I struggle against the face restraint to nod, managing to only moan an apporval.
"Okay Casey, I'll get them for you. Just breath."
She swiftly opens the filing cabinet by her desk and retrieves a trio of bulky complex facebows with what she explains to be compliance devices to prevent patient tampering. She goes about installing them skillfully, and soon enough all three are each placed into my mouth. But it's not right. She leans down.
"You want me to lock them into your jaws? That way there's no way you can take them out?"
"Uhh huh..."
She takes a few tools and clamps them into their clasps, insuring there's no way I can take them out. She then brings up those familiar neon green and hot pink straps, threads them through the gaps of the head restraint, weaves my braids through the gaps, and fastens them to the ends of my facebows. As the pressure returns to my jaws, the sensation of my head being locked into a handcuff calms me. Much better. My breathing slows.

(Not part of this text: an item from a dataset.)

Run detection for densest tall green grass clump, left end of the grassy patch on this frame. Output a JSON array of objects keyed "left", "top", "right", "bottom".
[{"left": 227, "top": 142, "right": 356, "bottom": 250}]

She gets up and walks to the side of the chair, glances to my skirt, and back to me.
"Still dry?"
My look says it all.
Her expression turns sympathetic.
"Oh! That's okay! We can talk about that whenever you're ready. Since you didn't get to sleep last night, I'm going to let you stay like this for a bit. Feel free to relax and sleep as long as you like, okay? I already replaced your glasses with a stronger lens. I'll be in the garage or kitchen."
With that she replaces the hanging light with a hanging mirror, leaving me to fall asleep staring at the helpless nerd I've been turned into. With my headgear finally back in my mouth, I relax. She turns off the living room's lights, and I quickly succumb to exhaustion.